A conservative estimate is that, at any given time, 200 people living in Canada have RRMS and may be potentially eligible for AHSCT. However, the number who would be eligible following clinical assessment would be lower. Demand for the procedure would not be expected to overwhelm jurisdictions or centres with unmanageable volume in the current context and while clinical equipoise remains.

Data on AHSCT are available in registries, including 1 maintained by Cell Therapy Transplant Canada, which prospectively collects the number of patients who receive AHSCT for a variety of indications, and another maintained by the European Bone Marrow Transplant Autoimmune Diseases Working Party, which is an international registry. These registries could be monitored to help anticipate interest and demand.

Current and Future State of the Evidence

Evidence from 2 RCTs and 4 retrospective cohort studies suggests that treatment with AHSCT is associated with significant improvement in clinical outcomes, including disease progression, clinical relapse, MRI outcomes, the composite outcome “no evidence of disease activity,” and quality of life compared with historical DMTs. AHSCT was also shown to be associated with expected short-term adverse events, including febrile neutropenia, organ infections, sepsis, and viral reactivations; long-term adverse events, including the development of new autoimmune diseases, mainly thyroid disease; and rare treatment-related mortality or life-threatening complications.

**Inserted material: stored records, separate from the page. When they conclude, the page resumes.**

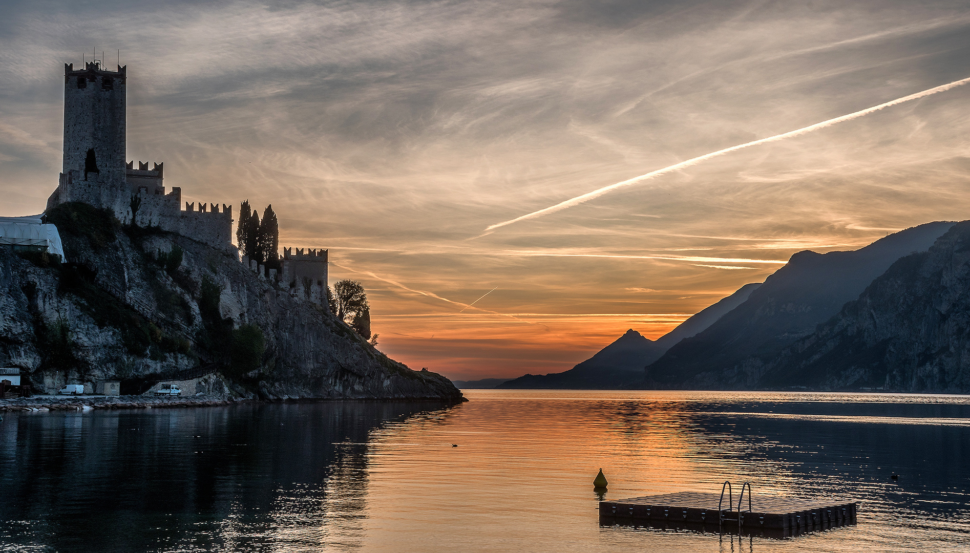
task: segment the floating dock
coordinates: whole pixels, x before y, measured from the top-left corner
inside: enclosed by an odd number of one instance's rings
[[[750,489],[750,488],[749,488]],[[733,498],[731,498],[733,500]],[[662,529],[732,533],[789,537],[807,532],[856,524],[857,504],[826,499],[742,496],[679,492],[615,502],[599,502],[602,526],[645,526]],[[742,504],[740,506],[738,503]]]

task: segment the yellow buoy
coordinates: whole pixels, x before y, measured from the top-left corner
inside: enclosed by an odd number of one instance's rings
[[[593,480],[593,487],[594,488],[605,488],[606,484],[608,484],[608,483],[609,482],[606,481],[606,476],[603,476],[603,470],[600,469],[599,470],[599,473],[597,474],[597,478],[595,480]]]

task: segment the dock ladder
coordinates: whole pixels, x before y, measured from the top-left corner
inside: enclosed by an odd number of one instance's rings
[[[744,490],[748,489],[748,510],[741,510],[741,504],[744,501]],[[728,508],[722,509],[721,505],[725,501],[725,491],[728,492]],[[719,526],[723,526],[725,522],[736,522],[737,531],[741,532],[741,527],[744,526],[744,512],[751,513],[751,482],[741,482],[741,494],[737,498],[737,518],[728,518],[727,513],[730,512],[730,507],[734,504],[734,496],[731,492],[730,481],[725,480],[724,485],[721,486],[721,499],[718,500],[718,518]]]

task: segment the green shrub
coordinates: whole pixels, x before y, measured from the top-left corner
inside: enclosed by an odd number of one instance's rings
[[[233,349],[230,368],[234,375],[241,376],[259,369],[266,352],[263,331],[254,324],[244,324],[233,331]]]

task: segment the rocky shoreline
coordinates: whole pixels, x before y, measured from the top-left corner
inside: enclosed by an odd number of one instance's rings
[[[162,407],[210,407],[241,403],[254,403],[246,399],[203,398],[146,398],[142,396],[114,396],[102,398],[16,398],[0,400],[0,411],[58,411],[88,409],[145,409]]]
[[[146,396],[16,398],[0,400],[0,411],[60,411],[88,409],[145,409],[166,407],[213,407],[239,404],[277,404],[314,402],[443,402],[441,398],[334,398],[259,400],[247,398],[152,398]],[[461,402],[469,401],[462,398]],[[443,402],[454,403],[454,402]]]

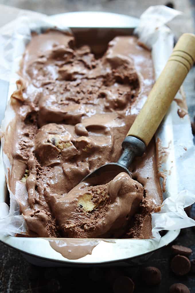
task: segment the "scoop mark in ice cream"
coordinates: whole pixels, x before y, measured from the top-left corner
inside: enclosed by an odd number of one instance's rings
[[[150,52],[134,37],[115,38],[98,59],[74,42],[50,30],[27,46],[4,135],[11,190],[31,236],[150,238],[162,201],[154,141],[132,164],[132,179],[75,187],[120,156],[153,82]]]

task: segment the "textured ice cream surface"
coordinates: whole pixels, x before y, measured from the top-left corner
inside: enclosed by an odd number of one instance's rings
[[[45,196],[65,237],[118,238],[144,198],[142,185],[121,173],[108,183],[79,183],[65,197]]]
[[[118,159],[154,82],[150,52],[119,37],[97,58],[50,30],[32,35],[19,73],[4,150],[29,235],[150,238],[151,213],[162,202],[154,141],[132,164],[132,179],[75,187]]]

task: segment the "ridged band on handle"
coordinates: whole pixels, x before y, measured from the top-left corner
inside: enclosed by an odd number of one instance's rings
[[[127,136],[137,137],[148,145],[195,60],[195,35],[184,34]]]

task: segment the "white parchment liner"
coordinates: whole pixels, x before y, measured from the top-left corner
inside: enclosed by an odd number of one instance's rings
[[[152,48],[156,78],[163,69],[173,47],[173,34],[164,24],[180,14],[173,9],[158,6],[149,8],[140,18],[140,25],[136,32],[140,41]],[[25,46],[30,39],[31,31],[40,32],[40,27],[54,28],[56,26],[60,29],[68,29],[61,24],[54,23],[49,17],[41,14],[32,17],[28,16],[27,18],[18,18],[0,28],[0,79],[9,82],[9,97],[16,89],[15,81],[19,78],[16,72]],[[183,98],[179,93],[177,98]],[[167,175],[167,191],[165,194],[166,197],[169,197],[163,202],[160,211],[152,215],[152,233],[154,237],[151,240],[152,241],[160,240],[158,231],[161,230],[175,230],[195,225],[195,221],[189,218],[184,210],[184,207],[195,202],[193,172],[195,166],[195,148],[188,115],[180,118],[177,113],[178,108],[177,103],[173,101],[156,134],[156,139],[160,139],[163,146],[168,147],[167,162],[162,163],[159,171]],[[2,132],[5,131],[14,115],[8,103],[1,125]],[[3,149],[3,139],[1,144]],[[8,168],[11,170],[11,166],[3,151],[3,155],[7,178]],[[165,171],[165,165],[167,169]],[[8,188],[9,190],[8,186]],[[20,214],[18,205],[14,195],[10,192],[10,209],[5,203],[0,203],[1,233],[12,236],[16,233],[27,234],[26,225],[23,216]]]

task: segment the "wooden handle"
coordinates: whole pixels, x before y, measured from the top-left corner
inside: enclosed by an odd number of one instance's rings
[[[160,76],[127,136],[139,139],[147,146],[195,60],[195,35],[179,39]]]

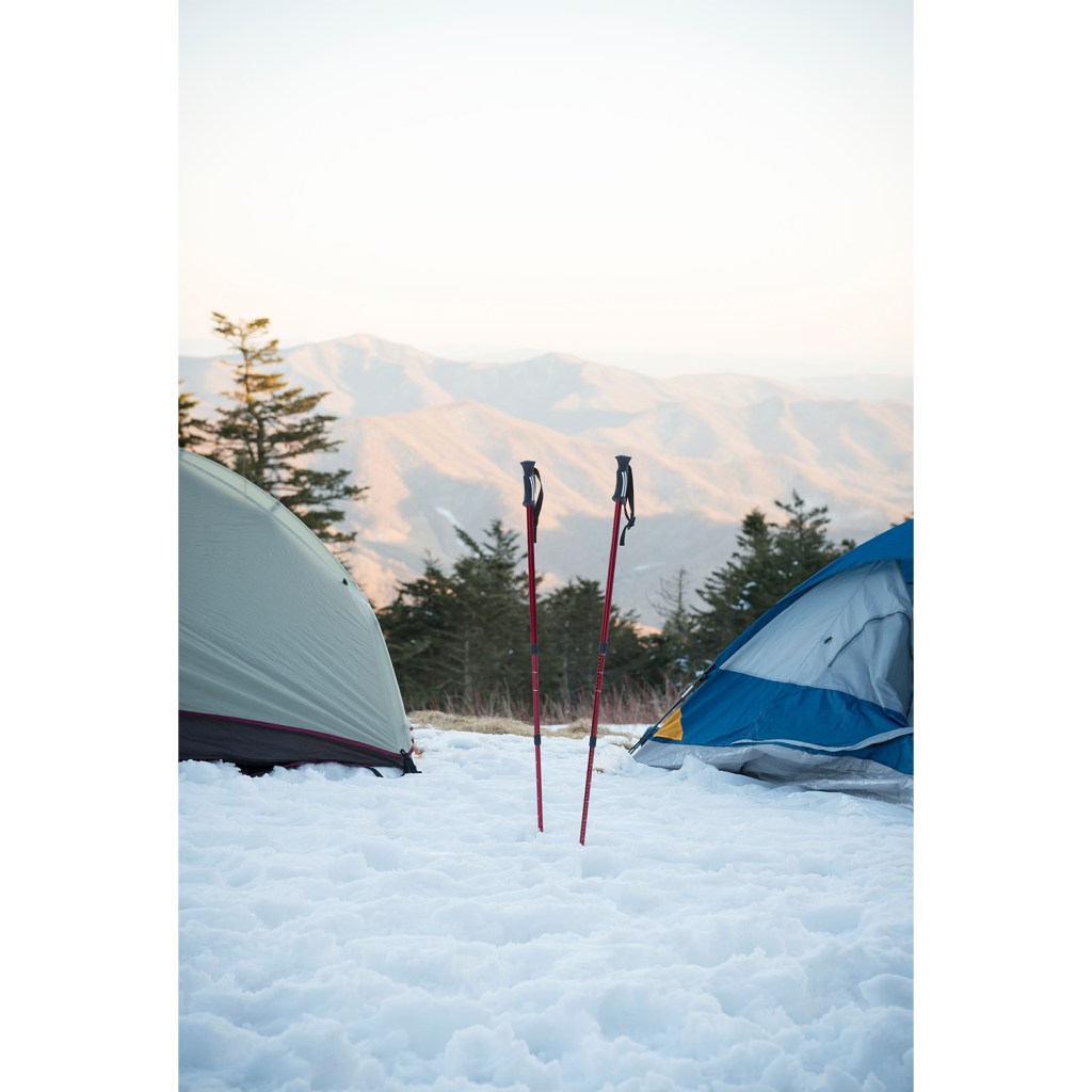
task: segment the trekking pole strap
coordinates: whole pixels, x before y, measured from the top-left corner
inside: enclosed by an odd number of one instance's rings
[[[626,513],[626,526],[621,530],[621,538],[618,539],[619,546],[626,545],[626,532],[637,523],[633,506],[633,467],[629,464],[631,458],[631,455],[615,455],[618,461],[618,470],[615,475],[615,495],[610,499],[616,505],[621,505]]]
[[[538,513],[543,510],[543,478],[535,468],[533,459],[525,459],[520,465],[523,467],[523,507],[533,509],[532,541],[538,542]],[[535,497],[535,478],[538,479],[537,498]]]

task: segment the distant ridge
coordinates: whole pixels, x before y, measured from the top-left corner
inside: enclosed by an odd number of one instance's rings
[[[604,580],[614,455],[632,456],[638,522],[615,598],[650,626],[662,621],[661,581],[685,568],[700,586],[735,549],[743,517],[757,507],[776,521],[774,501],[794,489],[829,507],[835,538],[870,537],[913,511],[912,385],[899,377],[660,379],[561,353],[453,360],[369,334],[282,352],[289,381],[330,392],[323,408],[344,444],[328,462],[369,486],[348,523],[352,568],[377,605],[426,553],[450,565],[456,525],[522,531],[524,459],[546,487],[536,563],[548,591]],[[179,358],[206,416],[230,387],[222,359]]]

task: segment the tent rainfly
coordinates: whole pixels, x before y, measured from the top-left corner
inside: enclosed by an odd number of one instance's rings
[[[394,668],[353,578],[268,492],[178,454],[179,761],[413,772]]]
[[[914,522],[790,592],[733,641],[633,757],[912,806]]]

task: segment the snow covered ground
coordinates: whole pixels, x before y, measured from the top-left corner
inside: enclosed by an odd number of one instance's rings
[[[909,1092],[913,815],[424,728],[419,776],[179,767],[179,1067],[222,1090]]]

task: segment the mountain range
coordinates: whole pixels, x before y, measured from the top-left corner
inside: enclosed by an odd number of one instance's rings
[[[615,455],[632,459],[637,524],[618,553],[614,602],[651,627],[685,570],[691,602],[736,548],[743,517],[795,490],[827,506],[835,541],[860,542],[913,511],[912,381],[851,376],[779,382],[745,375],[653,378],[562,353],[454,360],[370,335],[283,348],[285,378],[327,391],[342,447],[324,458],[368,487],[351,505],[349,568],[377,606],[464,553],[495,519],[525,529],[520,463],[544,503],[542,591],[605,583]],[[179,358],[181,390],[214,417],[232,387],[224,357]]]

At least 3 phase III RCTs are under way to investigate the safety and efficacy of AHSCT compared with more recently developed DMTs. Data from these trials are expected to become available between 2024 and 2026, which may help clarify some aspects of clinical equipoise and provide an opportunity to align practice and guidelines. A health technology assessment that uses this data to perform economic analyses may help assess the overall cost-effectiveness of offering AHSCT for treating MS, given that there is potential for longer-term cost savings if DMTs are no longer required.

Models of Care and Funding

Decisions about models of care may need to be revisited once the results of ongoing phase III RCTs are published. For example, transplants could be centralized at designated specialist centres where specific experience and expertise could be further developed. Then, strategies could be implemented to facilitate access to those centres, which could include the development of interprovincial and territorial agreements. Alternately, the transplant capacity that already exists could be relied on more fully. These decisions must consider the importance of maintaining equitable access and approaches to care delivery.

People undergoing the AHSCT procedure and their caregivers must travel away from their homes and stay at, or close to, the transplant centre for at least several months if they do not already live near a transplant centre. This leaves them responsible for many of the related costs, which introduces potential inequities in access due to geography and social and/or financial position. Therefore, opportunities to prepare them for, or to reduce, out-of-pocket expenses (including systems to support time away from work) should be considered. Public funding or the support of not-forprofit organizations could potentially be used to help provide financial and logistical support for travel and short-term relocation.

Existing Interest and Networks Across Canada

Offering AHSCT for the treatment of MS will require interest, motivation, and knowledge among MS health care professionals, including transplant physicians, neurologists, and MS specialists. In Canada, there is inconsistent interest in and knowledge of the procedure. To support health system planning, it would be helpful to understand the reasons for the inconsistent interest and work with MS health care professionals to identify barriers and opportunities for addressing them.

The Foundation for the Accreditation of Cellular Therapy (FACT) accredits centres for both autologous and allogenic transplants. Most transplant centres where AHSCT for MS could be provided are accredited by FACT and, therefore, those centres could serve as a network for sharing resources and protocols. Similarly, Cell Therapy Transplant Canada has members from all Canadian provinces and could provide a platform for AHSCT research, guidelines, and education to support decision-makers.